– Я? – Олаф все же отвернулся от огня. – Смотрю. А вы, мастер, что делаете здесь вы?
– Вызвали.
Случайна ли эта встреча? Или Олаф знал, где случится взрыв, и…
– Думаете, не я ли бомбу заложил? – поинтересовался Олаф.
Пламя почти погасло. Оно еще пряталось в грудах камней, которые раскалялись, шипели и раскалывались с оглушительным треском.
– Бомбу?
Олаф поморщился:
– Бросьте, мастер. Не станете же вы уверять, что этот пожар… обыкновенен? Возник, так сказать, вследствие естественных причин?
Именно так и напишут в вечерних газетах, быть может, выразят некоторое сомнение в том, что дома пребывали в должном состоянии, попеняют пожарным за медлительность, но…
– Я ведь не глухой. Я слышу это пламя. И сейчас мне хочется заткнуть уши. А вам, мастер?
Брокк тряхнул головой.
Не услышать последний стон пламени, жалобный, рвущий душу, было невозможно. И чувство вины вновь ожило, на сей раз не перед людьми.
…Он не думал, что все обернется именно так. Он лишь хотел остановить войну.
– Меня вот занимает вопрос, – открыв дверь экипажа, Олаф вытащил старый и изрядно заношенный плащ, – кому и для чего понадобилось устраивать взрыв… здесь?
Плащ оказался слишком велик для Олафа. Он повис крупными ломаными складками, а черный капюшон с бурой латкой скрыл лицо.
– Нижний город. Жилой дом. Самый обыкновенный, которых здесь множество. Оглянитесь.
Брокк оглянулся. Дома возвышались, смыкаясь углами, касаясь друг друга плоскими крышами. Неба не видно. Куда ни глянь – бурые, расписанные дождевой водой стены, мутные стекла, за которыми проглядывает пустота.
Нижний город.
Фабрики. Заводы. Жерла труб, из которых в реку сливалась сточные воды. И желтый туман, остро пахнущий сероводородом. Пустыри и мусорные кучи. Крысы. Ежегодные эпидемии холеры и тифа. Разговоры о том, что Нижний город следует вычистить, но…
…слишком дорого.
И опасно.
Здесь обитают люди. Рабочий костяк, наполняющий жизнью что заводские утробы, что порты и пристани. Обживающий муравейники-дома, узкие улицы и темные беззаконные переулки. Здесь собственные правила, установившиеся давно этаким перемирием, которое позволяет Нижнему городу сосуществовать с Верхним.
Время от времени в Нижнем городе случались пожары.
Или бунты.
Кровавые разборки между бандами, в которые полиция благоразумно не вмешивалась, собирая лишь тела проигравших и редких калек, дабы передать их суду во имя формального соблюдения законности.
Нижний город нуждался в переменах, но Брокк прекрасно осознавал: это место не решатся тронуть из опасения, что и люди, и крысы, которых здесь было едва ли не больше, чем людей, хлынут на улицы Верхнего.
– Разве что… – Олаф задрал голову, скрытое под капюшоном, его лицо оставалось в тени. – Кто-то желает вызвать народные волнения. В конце концов, кого затронет смерть полсотни аристократов, случись подобный взрыв, скажем, на балу… да, трагедия, но трагедия локальная, как ни парадоксально это звучит. Кто-то, быть может, и выразит пострадавшим сочувствие, но большинство лишь позлорадствует.

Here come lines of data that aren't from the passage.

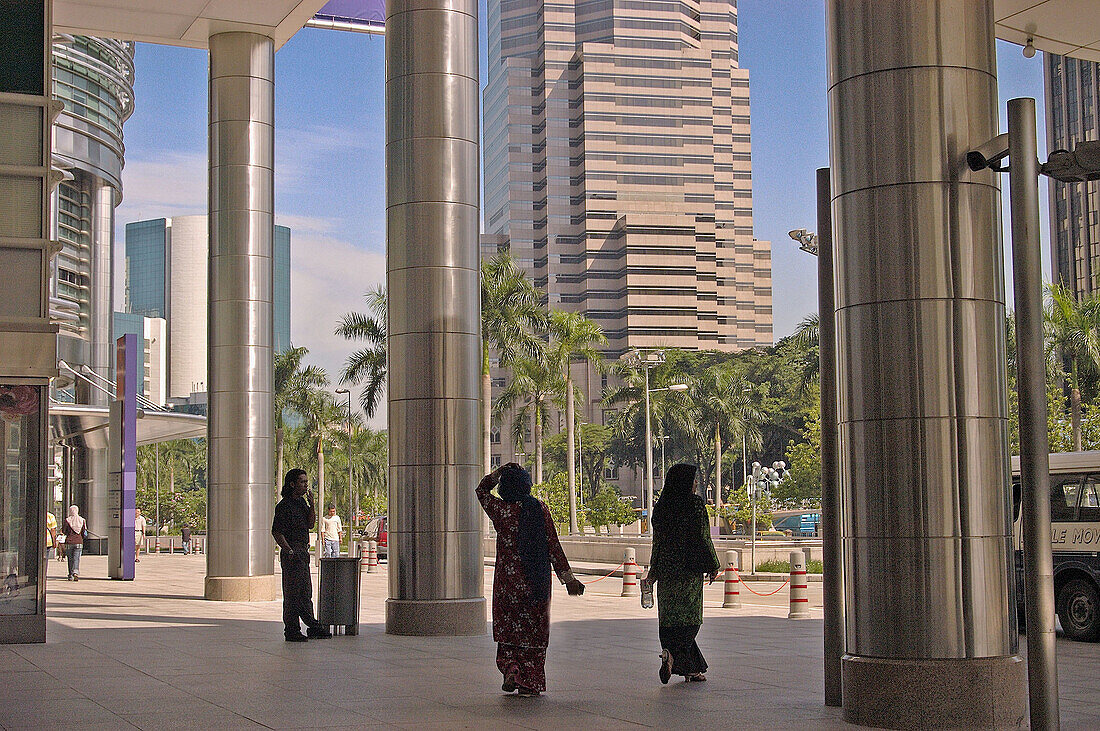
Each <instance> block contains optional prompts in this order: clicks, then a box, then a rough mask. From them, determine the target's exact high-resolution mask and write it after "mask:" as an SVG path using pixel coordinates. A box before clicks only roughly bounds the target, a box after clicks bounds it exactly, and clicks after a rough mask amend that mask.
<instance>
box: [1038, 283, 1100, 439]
mask: <svg viewBox="0 0 1100 731" xmlns="http://www.w3.org/2000/svg"><path fill="white" fill-rule="evenodd" d="M1045 320H1046V330H1047V356H1048V358H1054V359H1056V361H1057V359H1062V361H1065V362H1066V363H1068V365H1069V370H1068V374H1067V375H1068V377H1069V413H1070V428H1071V430H1073V440H1074V450H1075V451H1080V448H1081V370H1082V369H1086V368H1088V369H1090V370H1093V372H1095V370H1096V369H1097V368H1100V301H1098V300H1097V299H1095V298H1089V299H1085V300H1082V301H1080V302H1078V301H1077V300H1076V299H1075V298H1074V293H1073V292H1071V291H1069V289H1067V288H1066V287H1064V286H1062V285H1051V286H1049V287H1048V288H1047V301H1046V312H1045Z"/></svg>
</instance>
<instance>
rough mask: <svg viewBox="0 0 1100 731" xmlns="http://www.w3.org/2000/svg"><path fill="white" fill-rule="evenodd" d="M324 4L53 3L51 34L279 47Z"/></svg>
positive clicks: (195, 3) (74, 1) (173, 0)
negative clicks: (253, 39) (234, 41)
mask: <svg viewBox="0 0 1100 731" xmlns="http://www.w3.org/2000/svg"><path fill="white" fill-rule="evenodd" d="M323 4H324V0H171V1H169V0H54V31H56V32H58V33H79V34H84V35H101V36H107V37H111V38H121V40H124V41H144V42H146V43H160V44H164V45H172V46H189V47H191V48H206V47H207V40H208V38H209V37H210V36H211V35H212V34H215V33H224V32H227V31H245V32H250V33H262V34H264V35H267V36H271V37H272V38H273V40H274V41H275V47H276V48H278V47H281V46H282V45H283V44H284V43H286V42H287V41H289V40H290V36H293V35H294V34H295V33H297V32H298V30H299V29H300V27H303V26H304V25H305V24H306V22H307V21H309V19H310V18H312V16H313V14H315V13H316V12H317V11H318V10H320V9H321V7H322V5H323Z"/></svg>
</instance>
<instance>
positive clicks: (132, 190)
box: [114, 0, 1049, 425]
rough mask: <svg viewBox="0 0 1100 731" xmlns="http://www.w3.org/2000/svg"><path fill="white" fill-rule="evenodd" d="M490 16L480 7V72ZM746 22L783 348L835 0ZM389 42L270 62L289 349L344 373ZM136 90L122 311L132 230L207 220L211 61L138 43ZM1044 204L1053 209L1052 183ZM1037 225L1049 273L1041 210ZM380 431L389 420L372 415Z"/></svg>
mask: <svg viewBox="0 0 1100 731" xmlns="http://www.w3.org/2000/svg"><path fill="white" fill-rule="evenodd" d="M485 16H486V13H485V11H484V1H483V2H482V33H481V38H482V58H483V64H482V68H484V67H485V64H484V56H485V48H484V41H485V37H486V33H485V29H484V23H485V20H484V19H485ZM738 24H739V27H738V42H739V46H740V47H739V51H740V66H741V67H742V68H747V69H749V74H750V77H749V78H750V97H751V125H752V126H751V129H752V179H753V181H752V185H753V228H755V235H756V237H757V239H761V240H766V241H770V242H771V244H772V286H773V311H774V336H775V340H779V339H781V337H783V336H785V335H789V334H791V332H793V330H794V328H795V326H796V324H798V323H799V321H800V320H802V319H803V318H804V317H805V315H806V314H809V313H811V312H815V311H816V309H817V293H816V291H817V284H816V281H817V269H816V266H817V265H816V261H815V258H814V257H813V256H811V255H809V254H805V253H803V252H801V251H799V248H798V244H795V243H794V242H793V241H791V240H790V239H789V237H788V234H787V232H788V231H790V230H792V229H803V228H804V229H809V230H814V229H815V225H816V203H815V200H816V193H815V189H814V187H815V175H816V174H815V170H816V168H818V167H824V166H826V165H827V164H828V119H827V98H826V78H825V62H826V55H825V13H824V3H823V2H820V1H811V0H740V2H739V3H738ZM384 43H385V42H384V40H383V38H382V37H379V36H373V35H365V34H359V33H345V32H338V31H322V30H312V29H305V30H303V31H300V32H299V33H298V34H297V35H295V36H294V37H293V38H292V40H290V41H289V42H288V43H287V44H286V45H285V46H283V48H281V49H279V51H278V53H277V54H276V56H275V68H276V76H275V124H276V132H275V211H276V213H275V220H276V223H279V224H283V225H287V226H290V229H292V232H293V233H292V300H293V301H292V312H290V320H292V333H290V334H292V342H293V343H294V344H295V345H304V346H306V347H308V348H309V351H310V356H309V361H310V362H312V363H316V364H318V365H320V366H322V367H324V368H326V369H327V370H328V372H329V374H330V375H331V376H333V380H335V376H337V375H338V374H339V372H340V369H341V367H342V365H343V362H344V359H345V358H346V356H348V354H349V353H350V352H351V351H352V350H353V348H352V345H351V344H350V343H348V342H346V341H344V340H342V339H340V337H337V336H335V335H333V334H332V330H333V328H334V326H335V323H337V321H338V320H339V318H340V317H341V315H342V314H343V313H345V312H349V311H352V310H362V309H363V307H362V306H363V293H364V292H365V291H367V290H368V289H371V288H373V287H374V286H375V285H377V284H379V283H382V281H383V280H384V277H385V190H384V178H385V173H384V169H385V156H384V135H385V128H384V74H385V66H384ZM998 76H999V85H1000V99H1001V102H1000V107H1001V129H1002V130H1003V129H1007V122H1005V121H1004V103H1005V101H1007V100H1008V99H1011V98H1013V97H1024V96H1026V97H1035V98H1036V99H1040V100H1041V101H1040V103H1038V106H1037V107H1038V112H1040V120H1038V130H1040V131H1041V134H1040V137H1041V139H1040V141H1038V142H1040V153H1041V157H1042V156H1043V155H1044V154H1045V140H1044V136H1045V135H1044V134H1043V133H1042V131H1043V130H1044V129H1045V121H1044V119H1043V104H1042V98H1043V64H1042V54H1037V55H1036V56H1035V57H1034V58H1031V59H1029V58H1024V57H1023V54H1022V53H1021V48H1020V47H1019V46H1015V45H1012V44H1008V43H1001V42H998ZM134 96H135V101H136V106H135V111H134V113H133V115H132V117H131V118H130V120H129V121H128V122H127V124H125V131H124V134H125V148H127V154H125V158H127V159H125V163H127V164H125V169H124V171H123V179H122V182H123V200H122V203H121V206H119V208H118V210H117V213H116V221H117V228H116V241H117V242H118V246H117V247H116V290H114V291H116V300H117V302H116V303H117V306H121V299H122V292H123V283H122V281H121V278H122V273H123V272H124V267H123V257H124V246H123V242H124V229H125V224H127V223H129V222H132V221H140V220H144V219H152V218H163V217H171V215H183V214H190V213H205V212H206V209H207V53H206V52H205V51H196V49H190V48H176V47H171V46H155V45H149V44H138V49H136V80H135V90H134ZM1002 178H1003V184H1004V186H1005V190H1007V186H1008V176H1002ZM1007 200H1008V199H1007V198H1005V201H1007ZM1041 201H1042V203H1041V206H1042V207H1043V208H1044V209H1045V201H1046V191H1045V189H1043V190H1041ZM1005 209H1007V204H1005ZM1041 219H1042V226H1041V228H1042V234H1043V242H1044V243H1043V254H1044V273H1045V274H1046V275H1047V277H1048V276H1049V262H1048V258H1049V252H1048V246H1047V244H1046V229H1047V222H1046V215H1045V210H1044V212H1043V214H1042V215H1041ZM1004 230H1005V232H1007V231H1008V230H1009V228H1008V219H1007V218H1005V221H1004ZM1005 251H1007V252H1009V251H1010V248H1009V247H1008V246H1007V247H1005ZM1007 275H1008V276H1011V269H1007ZM1007 281H1009V283H1011V279H1007ZM1008 289H1009V291H1008V296H1009V298H1010V300H1011V295H1012V292H1011V286H1009V288H1008ZM335 387H337V386H333V388H335ZM383 423H384V412H383V414H379V416H378V418H376V419H375V420H373V424H374V425H383Z"/></svg>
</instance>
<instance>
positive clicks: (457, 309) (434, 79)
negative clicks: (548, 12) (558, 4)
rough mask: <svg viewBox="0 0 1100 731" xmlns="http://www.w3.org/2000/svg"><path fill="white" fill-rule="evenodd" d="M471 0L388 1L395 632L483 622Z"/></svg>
mask: <svg viewBox="0 0 1100 731" xmlns="http://www.w3.org/2000/svg"><path fill="white" fill-rule="evenodd" d="M477 175H478V158H477V3H476V1H475V0H389V2H388V3H387V7H386V222H387V226H386V246H387V254H388V255H387V272H386V278H387V287H388V293H389V315H388V326H389V331H388V332H389V341H388V348H389V370H388V373H389V384H388V402H389V520H390V529H389V600H388V601H387V602H386V631H387V632H390V633H394V634H451V635H454V634H481V633H483V632H485V599H484V596H483V594H482V571H483V569H482V547H481V535H482V534H481V518H480V513H481V510H480V507H478V506H477V501H476V498H475V496H474V488H475V487H476V485H477V481H478V479H480V477H481V466H482V457H481V439H480V436H481V418H480V408H481V403H480V375H481V306H480V296H481V291H480V284H478V276H480V262H478V243H477V235H478V221H477V211H478V179H477Z"/></svg>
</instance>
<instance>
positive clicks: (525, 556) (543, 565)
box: [497, 465, 550, 602]
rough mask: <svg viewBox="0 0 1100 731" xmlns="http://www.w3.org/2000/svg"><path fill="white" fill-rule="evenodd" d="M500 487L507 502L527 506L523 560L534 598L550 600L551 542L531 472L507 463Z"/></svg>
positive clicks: (522, 562)
mask: <svg viewBox="0 0 1100 731" xmlns="http://www.w3.org/2000/svg"><path fill="white" fill-rule="evenodd" d="M497 491H498V492H500V499H502V500H504V501H505V502H518V503H519V505H520V506H522V508H524V511H522V513H520V516H519V560H520V562H521V563H522V566H524V574H525V575H526V577H527V586H528V587H529V588H530V590H531V601H535V602H542V601H547V600H549V599H550V543H549V541H548V540H547V529H546V521H544V520H543V518H542V503H541V502H539V500H538V498H536V497H533V496H532V495H531V476H530V475H529V474H528V473H527V470H526V469H524V468H522V467H519V466H515V467H513V466H507V465H506V466H505V467H504V469H502V470H500V485H499V487H498V488H497Z"/></svg>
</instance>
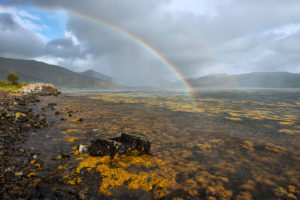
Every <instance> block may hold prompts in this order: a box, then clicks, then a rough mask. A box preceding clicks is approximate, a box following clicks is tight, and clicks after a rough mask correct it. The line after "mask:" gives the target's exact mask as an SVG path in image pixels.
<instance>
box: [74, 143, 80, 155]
mask: <svg viewBox="0 0 300 200" xmlns="http://www.w3.org/2000/svg"><path fill="white" fill-rule="evenodd" d="M72 149H73V153H74V154H75V155H79V149H78V145H75V146H74V147H72Z"/></svg>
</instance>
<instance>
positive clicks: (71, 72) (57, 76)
mask: <svg viewBox="0 0 300 200" xmlns="http://www.w3.org/2000/svg"><path fill="white" fill-rule="evenodd" d="M10 72H15V73H16V74H17V75H19V76H20V80H19V81H20V82H27V83H51V84H53V85H55V86H56V87H59V88H78V89H83V88H87V89H114V88H120V87H119V86H117V85H115V84H114V83H112V82H109V81H105V80H99V79H96V78H93V77H88V76H86V75H82V74H79V73H76V72H72V71H70V70H67V69H65V68H62V67H60V66H55V65H49V64H46V63H42V62H37V61H33V60H20V59H10V58H2V57H0V79H2V80H4V79H5V78H6V75H7V74H9V73H10Z"/></svg>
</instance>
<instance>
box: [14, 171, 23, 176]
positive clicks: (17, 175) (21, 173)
mask: <svg viewBox="0 0 300 200" xmlns="http://www.w3.org/2000/svg"><path fill="white" fill-rule="evenodd" d="M15 175H16V176H23V172H15Z"/></svg>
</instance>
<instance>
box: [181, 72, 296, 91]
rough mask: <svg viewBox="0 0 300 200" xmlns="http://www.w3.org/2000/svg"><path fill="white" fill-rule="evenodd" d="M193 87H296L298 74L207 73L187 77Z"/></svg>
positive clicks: (210, 87)
mask: <svg viewBox="0 0 300 200" xmlns="http://www.w3.org/2000/svg"><path fill="white" fill-rule="evenodd" d="M187 81H188V83H189V84H190V85H191V86H192V87H195V88H198V87H200V88H201V87H208V88H234V87H242V88H298V87H300V74H296V73H289V72H252V73H247V74H239V75H227V74H218V75H209V76H203V77H199V78H190V79H187Z"/></svg>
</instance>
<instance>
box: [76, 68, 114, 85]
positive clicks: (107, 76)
mask: <svg viewBox="0 0 300 200" xmlns="http://www.w3.org/2000/svg"><path fill="white" fill-rule="evenodd" d="M79 74H82V75H84V76H87V77H90V78H95V79H98V80H103V81H109V82H112V78H111V77H110V76H106V75H104V74H101V73H99V72H96V71H94V70H91V69H89V70H86V71H84V72H79Z"/></svg>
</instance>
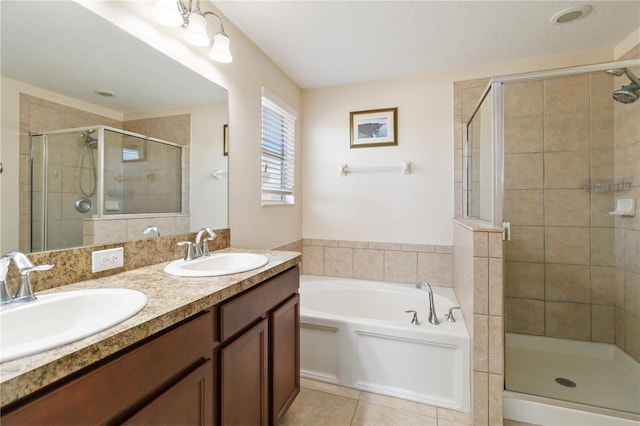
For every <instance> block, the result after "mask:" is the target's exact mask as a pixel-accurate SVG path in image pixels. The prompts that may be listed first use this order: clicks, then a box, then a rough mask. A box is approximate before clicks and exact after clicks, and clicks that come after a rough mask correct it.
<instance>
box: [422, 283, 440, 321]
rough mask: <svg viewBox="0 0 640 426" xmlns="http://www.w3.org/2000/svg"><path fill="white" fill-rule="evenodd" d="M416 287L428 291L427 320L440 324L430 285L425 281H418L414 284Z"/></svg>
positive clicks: (429, 284)
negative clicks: (428, 313)
mask: <svg viewBox="0 0 640 426" xmlns="http://www.w3.org/2000/svg"><path fill="white" fill-rule="evenodd" d="M416 287H417V288H424V289H425V290H427V293H429V322H430V323H431V324H433V325H438V324H440V321H438V315H437V314H436V305H435V303H434V302H433V289H432V288H431V285H430V284H429V283H428V282H426V281H420V282H419V283H418V284H416Z"/></svg>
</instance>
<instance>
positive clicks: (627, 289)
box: [612, 44, 640, 361]
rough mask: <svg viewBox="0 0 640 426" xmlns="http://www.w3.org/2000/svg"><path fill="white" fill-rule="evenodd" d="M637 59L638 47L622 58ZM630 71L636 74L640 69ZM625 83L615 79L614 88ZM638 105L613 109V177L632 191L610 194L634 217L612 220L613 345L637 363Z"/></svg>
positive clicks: (637, 295) (639, 192)
mask: <svg viewBox="0 0 640 426" xmlns="http://www.w3.org/2000/svg"><path fill="white" fill-rule="evenodd" d="M637 58H640V44H638V45H636V46H635V48H633V49H631V50H630V51H629V52H628V53H627V54H626V55H624V56H623V57H622V58H621V59H637ZM632 71H633V72H634V73H635V74H636V75H638V74H640V68H634V69H632ZM622 84H627V81H626V80H625V78H623V77H620V78H616V79H615V82H614V87H615V88H618V87H620V86H621V85H622ZM639 123H640V102H639V101H636V102H635V103H633V104H627V105H623V104H620V103H616V104H615V106H614V131H613V134H614V177H615V178H616V179H618V180H619V179H621V178H623V177H624V178H627V180H631V182H632V183H631V189H630V190H627V191H618V192H615V193H613V194H612V195H613V196H615V199H616V200H617V199H621V198H633V199H635V201H636V216H635V217H617V218H616V219H615V250H614V252H613V255H614V258H615V268H614V273H613V277H612V278H613V279H612V282H613V283H614V285H615V301H614V303H615V337H616V339H615V342H616V345H618V346H619V347H620V348H621V349H623V350H624V351H625V352H626V353H628V354H629V355H631V356H632V357H633V358H635V359H636V360H637V361H640V212H638V204H639V203H640V124H639Z"/></svg>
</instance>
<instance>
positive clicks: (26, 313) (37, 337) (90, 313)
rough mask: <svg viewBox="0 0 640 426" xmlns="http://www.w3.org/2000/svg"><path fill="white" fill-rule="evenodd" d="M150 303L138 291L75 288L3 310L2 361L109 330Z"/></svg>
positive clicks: (1, 352)
mask: <svg viewBox="0 0 640 426" xmlns="http://www.w3.org/2000/svg"><path fill="white" fill-rule="evenodd" d="M146 305H147V296H145V295H144V293H141V292H139V291H136V290H128V289H120V288H107V289H95V290H74V291H66V292H62V293H54V294H45V295H40V296H38V300H36V301H35V302H29V303H26V304H16V305H5V306H4V307H3V308H2V311H0V362H5V361H11V360H13V359H17V358H21V357H24V356H27V355H32V354H35V353H38V352H43V351H46V350H48V349H53V348H56V347H58V346H62V345H65V344H67V343H71V342H74V341H76V340H80V339H83V338H85V337H88V336H91V335H92V334H95V333H98V332H100V331H102V330H106V329H107V328H109V327H112V326H114V325H116V324H118V323H121V322H122V321H124V320H126V319H128V318H131V317H132V316H134V315H135V314H137V313H138V312H140V311H141V310H142V308H144V307H145V306H146Z"/></svg>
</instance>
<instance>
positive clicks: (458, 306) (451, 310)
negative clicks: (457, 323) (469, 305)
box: [444, 306, 462, 322]
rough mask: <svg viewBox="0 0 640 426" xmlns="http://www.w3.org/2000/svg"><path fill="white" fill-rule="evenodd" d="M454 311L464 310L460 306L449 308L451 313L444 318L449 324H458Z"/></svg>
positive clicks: (449, 309) (447, 314) (445, 315)
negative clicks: (456, 321) (454, 314)
mask: <svg viewBox="0 0 640 426" xmlns="http://www.w3.org/2000/svg"><path fill="white" fill-rule="evenodd" d="M454 309H460V310H462V308H461V307H460V306H453V307H451V308H449V313H448V314H446V315H445V316H444V317H445V318H446V320H447V321H449V322H456V319H455V318H454V316H453V310H454Z"/></svg>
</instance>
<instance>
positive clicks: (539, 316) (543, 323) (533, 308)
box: [504, 297, 545, 336]
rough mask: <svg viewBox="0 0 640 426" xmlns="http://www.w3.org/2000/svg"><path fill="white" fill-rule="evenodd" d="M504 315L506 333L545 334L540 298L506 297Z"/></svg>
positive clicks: (544, 315) (541, 301)
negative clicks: (519, 298) (504, 319)
mask: <svg viewBox="0 0 640 426" xmlns="http://www.w3.org/2000/svg"><path fill="white" fill-rule="evenodd" d="M504 316H505V318H504V319H505V324H506V331H507V333H521V334H532V335H534V336H544V335H545V330H544V328H545V313H544V302H543V301H542V300H533V299H516V298H512V297H507V298H506V299H505V311H504Z"/></svg>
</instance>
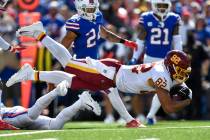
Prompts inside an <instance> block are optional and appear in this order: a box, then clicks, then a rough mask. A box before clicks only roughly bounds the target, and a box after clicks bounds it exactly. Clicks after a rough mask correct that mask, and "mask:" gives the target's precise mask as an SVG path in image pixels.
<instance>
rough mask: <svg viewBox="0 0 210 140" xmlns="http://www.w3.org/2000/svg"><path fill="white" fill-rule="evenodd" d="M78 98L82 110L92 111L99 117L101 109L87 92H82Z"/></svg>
mask: <svg viewBox="0 0 210 140" xmlns="http://www.w3.org/2000/svg"><path fill="white" fill-rule="evenodd" d="M79 98H80V100H81V102H82V105H83V106H84V108H86V109H87V110H90V111H93V112H94V113H95V114H96V115H98V116H99V115H101V107H100V106H99V104H98V103H97V102H96V101H94V100H93V98H92V97H91V95H90V94H89V92H88V91H84V92H83V93H82V94H81V95H79Z"/></svg>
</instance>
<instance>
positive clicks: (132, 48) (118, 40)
mask: <svg viewBox="0 0 210 140" xmlns="http://www.w3.org/2000/svg"><path fill="white" fill-rule="evenodd" d="M75 7H76V9H77V14H76V15H74V16H72V17H71V18H70V19H69V20H67V21H66V25H65V26H66V30H67V33H66V35H65V37H64V38H63V40H62V42H61V43H62V45H64V46H65V47H66V48H68V49H69V47H70V51H71V52H72V53H73V54H75V55H76V57H77V58H86V57H87V56H88V57H91V58H94V59H98V58H99V56H98V50H99V46H100V45H99V43H100V38H103V39H106V40H108V41H111V42H114V43H123V44H124V45H125V46H127V47H129V48H131V49H136V48H137V44H136V43H135V42H133V41H129V40H126V39H123V38H121V37H120V36H118V35H116V34H114V33H112V32H111V31H109V30H108V29H106V27H105V26H104V19H103V15H102V13H101V12H100V11H99V2H98V0H75ZM109 91H115V92H118V91H117V90H109ZM109 91H108V90H107V92H109ZM116 96H117V97H116ZM108 98H109V100H110V101H111V103H112V105H113V107H114V108H115V109H116V110H117V111H118V112H119V113H120V112H121V113H120V115H121V116H122V118H127V119H125V120H126V122H127V123H128V125H130V123H129V122H131V121H132V119H133V118H131V116H130V115H128V113H126V112H127V111H126V109H125V107H124V105H123V104H119V102H120V101H118V102H116V99H119V100H120V96H119V93H109V94H108ZM120 103H121V102H120ZM122 112H123V113H122ZM126 114H127V115H126ZM134 122H135V121H134ZM137 125H138V124H137Z"/></svg>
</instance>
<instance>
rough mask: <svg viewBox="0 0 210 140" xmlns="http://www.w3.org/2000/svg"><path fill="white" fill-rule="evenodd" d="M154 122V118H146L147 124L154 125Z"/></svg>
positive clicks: (154, 121) (155, 123) (156, 121)
mask: <svg viewBox="0 0 210 140" xmlns="http://www.w3.org/2000/svg"><path fill="white" fill-rule="evenodd" d="M156 122H157V120H156V118H147V125H154V124H156Z"/></svg>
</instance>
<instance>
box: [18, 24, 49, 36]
mask: <svg viewBox="0 0 210 140" xmlns="http://www.w3.org/2000/svg"><path fill="white" fill-rule="evenodd" d="M41 33H45V29H44V27H43V24H42V22H40V21H39V22H36V23H33V24H32V25H29V26H24V27H21V28H19V29H18V30H17V31H16V36H17V37H19V36H29V37H34V38H38V36H39V35H40V34H41Z"/></svg>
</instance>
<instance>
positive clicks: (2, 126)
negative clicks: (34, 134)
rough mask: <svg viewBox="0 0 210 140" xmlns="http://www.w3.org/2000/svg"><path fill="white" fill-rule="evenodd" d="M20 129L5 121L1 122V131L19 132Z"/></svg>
mask: <svg viewBox="0 0 210 140" xmlns="http://www.w3.org/2000/svg"><path fill="white" fill-rule="evenodd" d="M18 129H19V128H17V127H15V126H13V125H10V124H9V123H7V122H5V121H3V120H0V130H18Z"/></svg>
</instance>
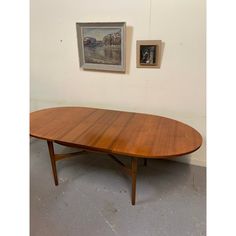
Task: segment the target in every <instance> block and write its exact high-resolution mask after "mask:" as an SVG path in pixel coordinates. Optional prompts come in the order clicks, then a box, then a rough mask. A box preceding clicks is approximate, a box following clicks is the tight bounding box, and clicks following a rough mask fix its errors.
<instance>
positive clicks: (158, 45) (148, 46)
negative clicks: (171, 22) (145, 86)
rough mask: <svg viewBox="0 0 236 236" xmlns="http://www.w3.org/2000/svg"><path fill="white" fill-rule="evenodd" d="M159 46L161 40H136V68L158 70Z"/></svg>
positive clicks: (159, 58)
mask: <svg viewBox="0 0 236 236" xmlns="http://www.w3.org/2000/svg"><path fill="white" fill-rule="evenodd" d="M161 44H162V42H161V40H137V42H136V67H137V68H160V66H161Z"/></svg>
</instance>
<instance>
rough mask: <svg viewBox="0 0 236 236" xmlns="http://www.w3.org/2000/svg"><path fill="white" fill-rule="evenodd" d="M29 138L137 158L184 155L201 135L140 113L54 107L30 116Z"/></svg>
mask: <svg viewBox="0 0 236 236" xmlns="http://www.w3.org/2000/svg"><path fill="white" fill-rule="evenodd" d="M30 135H31V136H33V137H36V138H40V139H45V140H50V141H55V142H62V143H64V144H67V145H68V146H75V147H79V148H84V149H87V150H94V151H101V152H105V153H113V154H121V155H127V156H132V157H140V158H145V157H146V158H164V157H174V156H180V155H184V154H188V153H191V152H194V151H196V150H197V149H198V148H199V147H200V146H201V144H202V137H201V135H200V134H199V133H198V132H197V131H196V130H195V129H193V128H192V127H190V126H188V125H186V124H184V123H181V122H179V121H176V120H173V119H169V118H165V117H161V116H155V115H148V114H141V113H134V112H123V111H112V110H105V109H95V108H85V107H58V108H49V109H44V110H39V111H35V112H32V113H31V114H30Z"/></svg>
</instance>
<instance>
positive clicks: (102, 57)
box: [76, 22, 126, 72]
mask: <svg viewBox="0 0 236 236" xmlns="http://www.w3.org/2000/svg"><path fill="white" fill-rule="evenodd" d="M76 30H77V41H78V51H79V61H80V67H81V68H83V69H85V70H104V71H114V72H125V69H126V62H125V57H126V48H125V41H126V23H125V22H84V23H76Z"/></svg>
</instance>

– Весьма странно слышать подобные рассуждения от вас.
Дождь просачивался сквозь покрывало зонта.
– Вы, как и прочие, полагаете меня этаким… золотым мальчиком? – Олаф спрятал руки в широкие рукава плаща. На плече поблескивала нашивка со скрещенными топориками – эмблема пожарной службы. – Не отрицайте, мастер. Талантливый, но несерьезный, верно? Это стоит в моем личном деле? Если по сути, а не по формулировке?
– Почти угадали.
Олаф кивнул и ответил:
– У каждого своя маска. Вы вот притворяетесь равнодушным, но мы ведь не о масках, верно? А о том, что кто-то взорвал бомбу в Нижнем городе. И как бы ни затыкали рты репортерам, но слухов избежать не удастся. Сколько пострадало? Десятки? В городе станут говорить о сотнях, за городом – о тысячах. И о бессилии властей. Даже нет, бессилие простили бы. Заговорят о равнодушии.
Теперь, когда пламя замолчало, стали слышны прочие звуки. Ропот толпы словно шум прибоя, шелест дождя, звон сбруи и натужное гудение моторов, которые не заглушали, пусть бы и бочки опустели. Трескались камни, шипел пепел, захлебываясь в мутной воде. И ядовитая пена плыла по дорогам.